To maritime professionals, the establishment of a national carrier was important for the nation’s economy. Chairman of the Ministerial Committee, Engr. Olu Akinsoji, who favours the establishment of national carrier, said Nigeria stood to record huge foreign exchange if her national carrier was involved in crude oil carriage. Akinsoji disclosed that the country would have raked in up to $2.2 billion if 50 per cent of the vessels that carry crude in the past two years, were Nigerian-owned ships. He disclosed that the country had been suffering huge foreign exchange losses because even as big time oil producer, Nigerian vessels were not involved in crude oil carriage.

He said: “If 50 per cent of the over 5,000 ships came to Nigeria in 2014 were Nigerian ships, crewed by Nigerians, say 20 Nigerians per ship, and earning $3,000 per person, Nigeria would have made $2.2 billion.
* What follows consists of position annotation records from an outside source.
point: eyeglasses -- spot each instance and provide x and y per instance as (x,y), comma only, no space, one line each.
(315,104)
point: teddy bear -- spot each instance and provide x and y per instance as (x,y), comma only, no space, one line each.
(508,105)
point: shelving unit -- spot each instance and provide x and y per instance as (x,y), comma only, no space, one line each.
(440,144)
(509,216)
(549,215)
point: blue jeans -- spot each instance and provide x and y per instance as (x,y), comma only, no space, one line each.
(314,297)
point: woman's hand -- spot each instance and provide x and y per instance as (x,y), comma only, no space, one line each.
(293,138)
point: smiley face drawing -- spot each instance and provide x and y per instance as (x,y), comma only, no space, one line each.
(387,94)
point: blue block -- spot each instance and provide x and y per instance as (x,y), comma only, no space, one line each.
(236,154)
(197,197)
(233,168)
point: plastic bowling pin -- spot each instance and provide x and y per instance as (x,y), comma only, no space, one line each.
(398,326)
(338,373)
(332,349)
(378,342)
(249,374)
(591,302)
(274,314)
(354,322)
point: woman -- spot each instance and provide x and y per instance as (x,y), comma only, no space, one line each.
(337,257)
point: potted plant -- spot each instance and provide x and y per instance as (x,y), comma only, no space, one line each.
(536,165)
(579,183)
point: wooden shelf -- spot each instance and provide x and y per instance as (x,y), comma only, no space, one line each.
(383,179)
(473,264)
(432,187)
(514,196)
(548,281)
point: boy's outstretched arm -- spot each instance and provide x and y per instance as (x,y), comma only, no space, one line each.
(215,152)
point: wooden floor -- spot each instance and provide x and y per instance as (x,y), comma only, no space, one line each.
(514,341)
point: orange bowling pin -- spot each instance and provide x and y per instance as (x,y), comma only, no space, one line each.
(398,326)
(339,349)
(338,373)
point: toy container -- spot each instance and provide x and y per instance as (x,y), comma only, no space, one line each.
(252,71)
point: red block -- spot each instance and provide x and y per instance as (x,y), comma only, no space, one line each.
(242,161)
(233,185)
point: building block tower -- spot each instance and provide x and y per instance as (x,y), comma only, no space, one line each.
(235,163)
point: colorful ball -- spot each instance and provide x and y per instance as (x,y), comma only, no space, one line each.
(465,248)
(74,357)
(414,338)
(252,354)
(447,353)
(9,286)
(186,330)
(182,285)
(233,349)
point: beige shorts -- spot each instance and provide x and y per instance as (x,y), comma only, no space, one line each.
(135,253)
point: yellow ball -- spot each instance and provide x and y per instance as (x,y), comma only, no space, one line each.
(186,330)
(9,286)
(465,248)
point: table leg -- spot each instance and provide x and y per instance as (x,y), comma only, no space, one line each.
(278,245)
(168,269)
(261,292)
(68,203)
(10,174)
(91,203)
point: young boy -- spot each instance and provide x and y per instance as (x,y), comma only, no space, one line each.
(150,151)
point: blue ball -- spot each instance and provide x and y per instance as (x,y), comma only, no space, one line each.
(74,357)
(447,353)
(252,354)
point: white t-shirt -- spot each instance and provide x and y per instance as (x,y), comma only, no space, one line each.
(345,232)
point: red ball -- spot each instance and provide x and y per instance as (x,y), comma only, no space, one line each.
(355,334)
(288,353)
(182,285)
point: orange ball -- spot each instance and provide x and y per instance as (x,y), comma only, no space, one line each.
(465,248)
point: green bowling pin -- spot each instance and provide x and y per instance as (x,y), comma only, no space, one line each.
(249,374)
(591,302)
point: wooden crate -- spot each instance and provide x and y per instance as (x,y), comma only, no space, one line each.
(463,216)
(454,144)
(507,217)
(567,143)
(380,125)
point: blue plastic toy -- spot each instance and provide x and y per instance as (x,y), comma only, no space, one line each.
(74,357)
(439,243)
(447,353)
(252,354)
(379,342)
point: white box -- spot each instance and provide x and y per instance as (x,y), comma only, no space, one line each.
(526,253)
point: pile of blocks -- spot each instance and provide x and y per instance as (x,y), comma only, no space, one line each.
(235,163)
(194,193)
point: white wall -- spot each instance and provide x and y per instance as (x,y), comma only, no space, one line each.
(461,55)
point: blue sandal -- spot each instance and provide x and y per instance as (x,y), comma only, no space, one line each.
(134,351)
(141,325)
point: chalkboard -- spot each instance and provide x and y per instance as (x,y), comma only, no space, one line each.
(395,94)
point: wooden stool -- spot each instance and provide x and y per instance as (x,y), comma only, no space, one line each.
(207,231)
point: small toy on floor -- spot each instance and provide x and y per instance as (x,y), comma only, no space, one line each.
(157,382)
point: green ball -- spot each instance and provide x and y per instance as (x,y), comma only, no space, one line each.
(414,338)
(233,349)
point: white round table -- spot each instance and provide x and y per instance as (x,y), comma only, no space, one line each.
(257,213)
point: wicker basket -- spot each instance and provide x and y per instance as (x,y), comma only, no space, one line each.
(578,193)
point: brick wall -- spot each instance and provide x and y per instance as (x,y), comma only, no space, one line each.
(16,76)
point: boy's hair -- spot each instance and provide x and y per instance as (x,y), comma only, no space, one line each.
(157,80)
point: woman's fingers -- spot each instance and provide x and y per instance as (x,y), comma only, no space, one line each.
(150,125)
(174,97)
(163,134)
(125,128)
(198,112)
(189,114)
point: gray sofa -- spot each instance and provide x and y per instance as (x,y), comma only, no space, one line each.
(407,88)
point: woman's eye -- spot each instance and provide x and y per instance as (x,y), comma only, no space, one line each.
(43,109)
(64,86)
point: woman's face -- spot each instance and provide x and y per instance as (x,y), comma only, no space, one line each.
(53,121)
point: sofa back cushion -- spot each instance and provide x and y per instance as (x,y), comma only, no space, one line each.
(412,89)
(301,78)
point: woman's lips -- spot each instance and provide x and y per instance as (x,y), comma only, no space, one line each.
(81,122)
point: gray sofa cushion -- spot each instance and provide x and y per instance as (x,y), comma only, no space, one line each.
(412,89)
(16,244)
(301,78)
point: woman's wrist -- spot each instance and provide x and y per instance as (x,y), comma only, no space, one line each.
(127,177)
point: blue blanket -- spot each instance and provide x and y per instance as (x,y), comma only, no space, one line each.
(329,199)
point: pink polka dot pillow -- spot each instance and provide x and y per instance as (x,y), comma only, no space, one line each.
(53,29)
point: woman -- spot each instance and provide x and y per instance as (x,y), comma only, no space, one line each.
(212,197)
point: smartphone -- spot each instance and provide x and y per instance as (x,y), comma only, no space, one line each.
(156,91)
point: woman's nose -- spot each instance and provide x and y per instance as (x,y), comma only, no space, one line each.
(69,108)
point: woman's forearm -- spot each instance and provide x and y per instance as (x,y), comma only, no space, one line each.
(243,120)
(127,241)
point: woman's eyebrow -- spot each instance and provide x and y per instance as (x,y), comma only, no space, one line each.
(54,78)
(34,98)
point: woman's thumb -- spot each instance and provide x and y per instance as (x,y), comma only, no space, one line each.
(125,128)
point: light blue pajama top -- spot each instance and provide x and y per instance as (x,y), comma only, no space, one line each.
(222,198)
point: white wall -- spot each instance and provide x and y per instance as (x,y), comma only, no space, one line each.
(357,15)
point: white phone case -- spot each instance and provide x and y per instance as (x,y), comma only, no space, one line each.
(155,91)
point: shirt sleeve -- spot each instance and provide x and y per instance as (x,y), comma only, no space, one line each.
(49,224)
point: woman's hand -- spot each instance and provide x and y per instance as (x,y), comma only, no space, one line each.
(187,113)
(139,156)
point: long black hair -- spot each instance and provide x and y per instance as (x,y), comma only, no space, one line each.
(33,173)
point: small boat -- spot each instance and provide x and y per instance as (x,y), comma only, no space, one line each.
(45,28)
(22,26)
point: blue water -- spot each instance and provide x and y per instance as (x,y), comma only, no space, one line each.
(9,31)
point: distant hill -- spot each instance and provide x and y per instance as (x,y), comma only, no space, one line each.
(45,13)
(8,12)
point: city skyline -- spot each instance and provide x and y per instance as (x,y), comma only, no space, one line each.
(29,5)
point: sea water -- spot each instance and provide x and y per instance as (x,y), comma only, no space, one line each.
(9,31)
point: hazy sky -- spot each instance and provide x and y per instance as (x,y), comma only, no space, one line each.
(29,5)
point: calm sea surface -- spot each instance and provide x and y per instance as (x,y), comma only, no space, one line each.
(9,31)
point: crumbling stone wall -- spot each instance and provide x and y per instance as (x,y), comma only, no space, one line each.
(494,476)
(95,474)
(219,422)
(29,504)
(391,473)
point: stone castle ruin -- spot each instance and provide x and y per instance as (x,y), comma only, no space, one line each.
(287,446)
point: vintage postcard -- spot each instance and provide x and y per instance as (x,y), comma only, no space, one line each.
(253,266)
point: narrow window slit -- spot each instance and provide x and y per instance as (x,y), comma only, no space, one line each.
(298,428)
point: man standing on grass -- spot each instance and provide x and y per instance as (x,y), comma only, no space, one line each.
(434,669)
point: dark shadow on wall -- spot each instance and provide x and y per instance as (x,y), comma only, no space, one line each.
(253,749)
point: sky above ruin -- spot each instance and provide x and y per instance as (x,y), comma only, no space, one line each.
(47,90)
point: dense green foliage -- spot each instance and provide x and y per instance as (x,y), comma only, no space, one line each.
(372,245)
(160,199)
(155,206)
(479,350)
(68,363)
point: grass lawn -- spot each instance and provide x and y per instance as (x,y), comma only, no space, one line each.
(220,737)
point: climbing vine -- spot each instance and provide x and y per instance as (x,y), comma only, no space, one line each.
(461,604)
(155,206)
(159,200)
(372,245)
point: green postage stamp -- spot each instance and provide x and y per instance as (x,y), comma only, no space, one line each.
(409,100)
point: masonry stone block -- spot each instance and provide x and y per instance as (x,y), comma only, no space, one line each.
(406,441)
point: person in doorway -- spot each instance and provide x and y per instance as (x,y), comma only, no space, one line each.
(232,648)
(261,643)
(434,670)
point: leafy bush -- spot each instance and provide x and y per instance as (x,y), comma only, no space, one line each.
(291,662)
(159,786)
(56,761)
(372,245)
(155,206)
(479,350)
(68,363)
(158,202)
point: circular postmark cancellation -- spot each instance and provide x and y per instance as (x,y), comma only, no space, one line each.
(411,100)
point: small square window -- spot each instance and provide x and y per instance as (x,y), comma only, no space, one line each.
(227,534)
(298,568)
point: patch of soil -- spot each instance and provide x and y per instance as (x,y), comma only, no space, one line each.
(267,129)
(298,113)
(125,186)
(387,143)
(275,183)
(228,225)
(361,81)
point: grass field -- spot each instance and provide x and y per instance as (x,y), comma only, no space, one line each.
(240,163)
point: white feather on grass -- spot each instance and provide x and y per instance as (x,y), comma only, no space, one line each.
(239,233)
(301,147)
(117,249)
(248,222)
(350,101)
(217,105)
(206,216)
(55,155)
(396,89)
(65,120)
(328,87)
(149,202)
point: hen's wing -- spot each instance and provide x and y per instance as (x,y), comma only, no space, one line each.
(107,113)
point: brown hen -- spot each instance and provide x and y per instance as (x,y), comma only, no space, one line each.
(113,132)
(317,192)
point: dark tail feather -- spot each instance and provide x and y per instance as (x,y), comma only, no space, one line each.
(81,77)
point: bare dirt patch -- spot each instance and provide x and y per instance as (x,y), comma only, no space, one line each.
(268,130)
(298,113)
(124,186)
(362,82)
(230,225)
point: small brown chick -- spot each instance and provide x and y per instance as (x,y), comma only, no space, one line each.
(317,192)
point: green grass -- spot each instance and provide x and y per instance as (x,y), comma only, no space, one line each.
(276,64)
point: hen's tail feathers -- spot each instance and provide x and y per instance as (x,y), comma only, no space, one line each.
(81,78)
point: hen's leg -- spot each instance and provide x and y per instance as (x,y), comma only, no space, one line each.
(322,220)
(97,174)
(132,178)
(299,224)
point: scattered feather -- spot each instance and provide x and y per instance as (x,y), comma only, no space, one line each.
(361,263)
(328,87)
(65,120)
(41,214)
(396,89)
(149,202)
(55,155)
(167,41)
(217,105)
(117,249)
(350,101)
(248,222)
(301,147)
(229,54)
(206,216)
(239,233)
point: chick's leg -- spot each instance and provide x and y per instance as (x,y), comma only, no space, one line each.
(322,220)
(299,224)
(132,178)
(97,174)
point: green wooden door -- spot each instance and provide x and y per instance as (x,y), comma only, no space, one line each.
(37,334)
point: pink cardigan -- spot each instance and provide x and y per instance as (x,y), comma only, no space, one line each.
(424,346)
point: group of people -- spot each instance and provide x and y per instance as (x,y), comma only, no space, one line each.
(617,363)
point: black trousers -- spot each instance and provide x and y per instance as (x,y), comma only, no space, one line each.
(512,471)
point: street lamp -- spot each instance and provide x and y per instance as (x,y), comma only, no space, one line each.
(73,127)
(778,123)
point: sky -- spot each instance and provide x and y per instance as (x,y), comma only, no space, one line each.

That is apart from the freight that is accruable by carrying Nigerian cargo. The human elements, the seafarer that would have worked on those ships would have earned $2.2 billion and you imagine every family of that seafarer would have benefited from the cargo.

“These are the kinds of losses that we are making by not having ships that are carrying our cargo. All the international cargo we generated is carried by foreign ships. We don’t have a ship in international waters carrying dry cargo.”

As part of the efforts to establish a national fleet, the officials of the Pacific International Limited (PIL) recently visited Nigeria to express their willingness for a Joint Venture ( JV). Following this, some members of the implementation committee and Amaechi, were believed to have travelled to Singapore to sign a memorandum of understanding (MoU) with the company.